Alaphilippe gefällt nicht nur wegen seiner Unbekümmertheit. Er hat auch keine Angst davor, Gefühle zu zeigen. In Imola konnte er die Tränen während der Siegerehrung nicht unterdrücken. Genau wie bei der Tour de France. Als er in Nice zum Etappensieg stürmte, dachte er als Erstes an seinen zwei Monate vorher verstorbenen Vater.

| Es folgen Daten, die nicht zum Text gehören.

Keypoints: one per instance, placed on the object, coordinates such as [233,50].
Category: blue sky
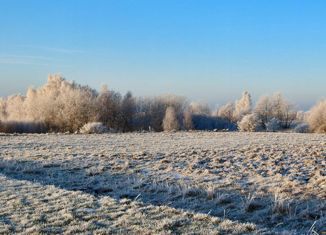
[206,50]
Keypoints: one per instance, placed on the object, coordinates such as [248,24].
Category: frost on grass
[194,182]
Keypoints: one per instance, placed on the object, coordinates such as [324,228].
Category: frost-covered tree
[277,108]
[199,108]
[317,117]
[187,120]
[243,106]
[227,112]
[249,123]
[128,108]
[170,121]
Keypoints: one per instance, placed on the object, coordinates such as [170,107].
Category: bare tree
[170,121]
[243,106]
[317,117]
[249,123]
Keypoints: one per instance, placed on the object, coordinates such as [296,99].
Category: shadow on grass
[86,176]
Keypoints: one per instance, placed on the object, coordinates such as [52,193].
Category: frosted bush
[248,123]
[170,121]
[317,117]
[93,128]
[273,125]
[301,128]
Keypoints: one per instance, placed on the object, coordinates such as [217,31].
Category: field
[163,183]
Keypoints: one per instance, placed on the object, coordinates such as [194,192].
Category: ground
[163,183]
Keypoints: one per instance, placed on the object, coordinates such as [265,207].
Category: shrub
[249,123]
[273,125]
[301,128]
[317,117]
[170,121]
[93,128]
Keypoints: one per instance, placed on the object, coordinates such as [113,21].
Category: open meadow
[163,183]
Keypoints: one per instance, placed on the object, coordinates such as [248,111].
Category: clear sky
[206,50]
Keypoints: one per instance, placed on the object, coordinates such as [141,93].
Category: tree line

Über die Armee zu Quick Step
Für den derzeitigen Dominator aus St-Amand-Montrond lief nicht immer alles perfekt. Die Schule verlässt er früh. Im Alter von 16 bis 18 Jahren arbeitet er als Lehrling in einem Fahrradgeschäft, dann schließt er sich der Armee und dem damals noch existierenden Team Armée de Terre an. „Ich bekam 1 200 Euro im Monat, sowie eine Unterkunft und Nahrung. Da musste ich nicht lange überlegen“, erklärte er einmal in einem Interview. Es dauert recht lange, bis der Vizeweltmeister der Junioren im Cyclocross (2010) – Jungels wurde damals 17. – den Topteams ins
Auge sticht. 2013 schafft er den Sprung in die Quick-Step-Reservemannschaft. Ein Jahr später bekommt er einen Vertrag im Topteam. Im gleichen Jahr bedankt er sich mit einem Etappensieg bei der Tour de l'Ain. Der kometenhafte Aufstieg hatte begonnen.

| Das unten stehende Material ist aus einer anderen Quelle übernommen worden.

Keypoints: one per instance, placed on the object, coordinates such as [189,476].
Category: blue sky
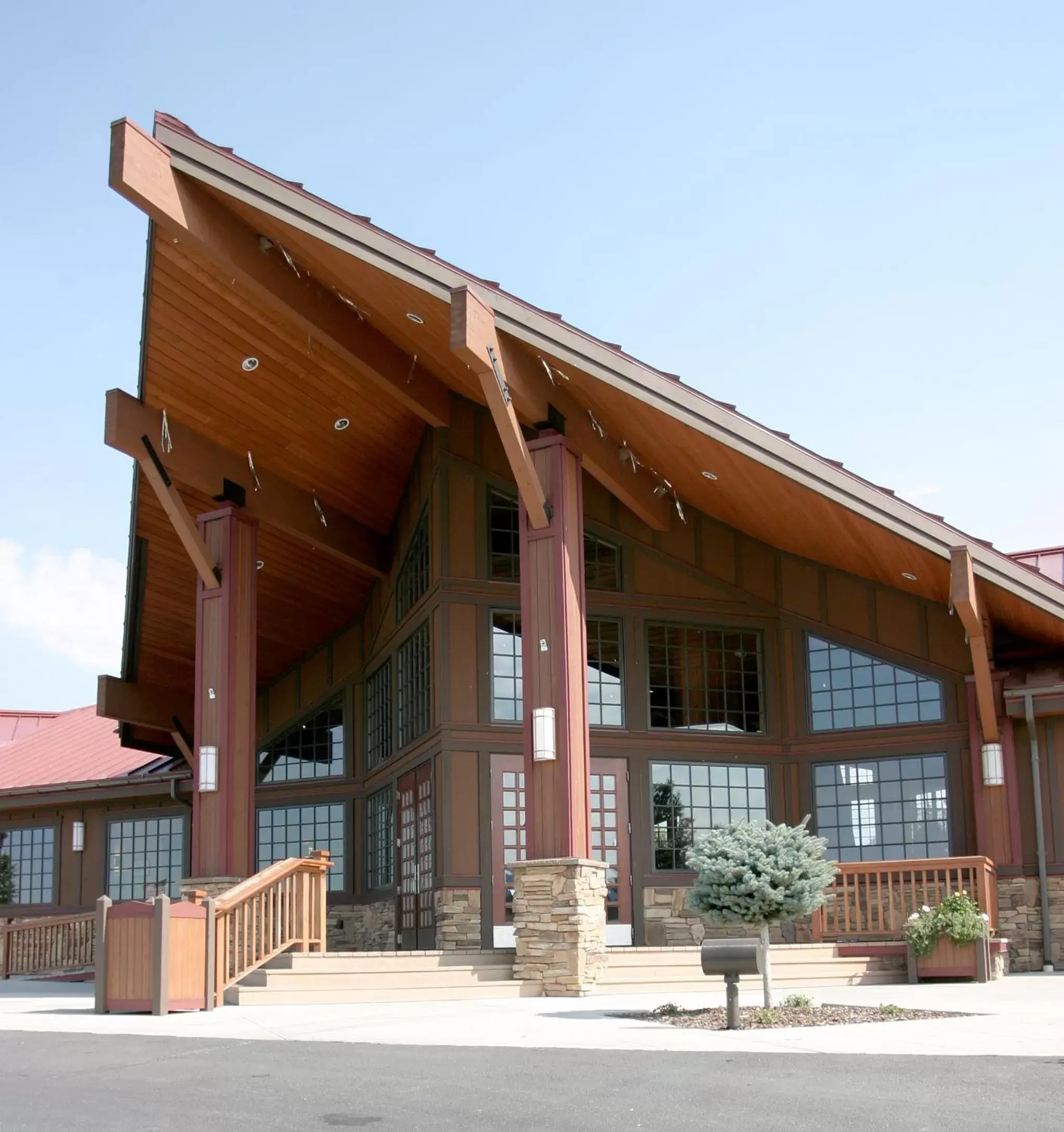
[844,218]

Wenn Julian sich etwas in den Kopf setzt, dann kämpft er so lange, bis er sein Ziel erreicht hat. Bob Jungels
Ich frage mich manchmal, wie ich das alles geschafft habe und ob das wirklich alles wahr ist. Julian Alaphilippe
Trainiert wird er seit seinen Anfängen von seinem Cousin Franck. Alaphilippe mag Musik, Witze und spielt gerne Streiche. Am Schlagzeug macht er einen guten Eindruck. Den könnte er auch in Liège hinterlassen. Der Kater im Anschluss an die WM-Feier mit dem französischen Team ist vergessen. „Ich trug das Regenbogentrikot beim Abendessen. Ich wollte, dass die Mannschaft es sieht. Dass meine Teamkollegen es anfassen und Fotos machen können. Es war schön, die Freude und den Stolz in ihren Gesichtern zu sehen.“
Sollte Loulou am Sonntag jubelt, feiern nicht nur die Franzosen den ersten Sieg bei der Doyenne seit dem Erfolg von Bernard Hinault im Schnee des Jahres 1980. Dann jubelt auch Jungels. „Wenn Julian sich etwas in den Kopf setzt, dann kämpft er so lange, bis er sein Ziel erreicht hat“, weiß der Teamkollege und Freund.
Scheitert Alaphilippe, bleibt ihm die Tour des Flandres (18. Oktober). „Alaphilippe kann auf jedem Terrain brillieren“, schwärmt Lefevere, der sein Aushängeschild nicht bändigen möchte. Denn er passt in keine Schublade. Er entspricht eben keinem Stereotyp.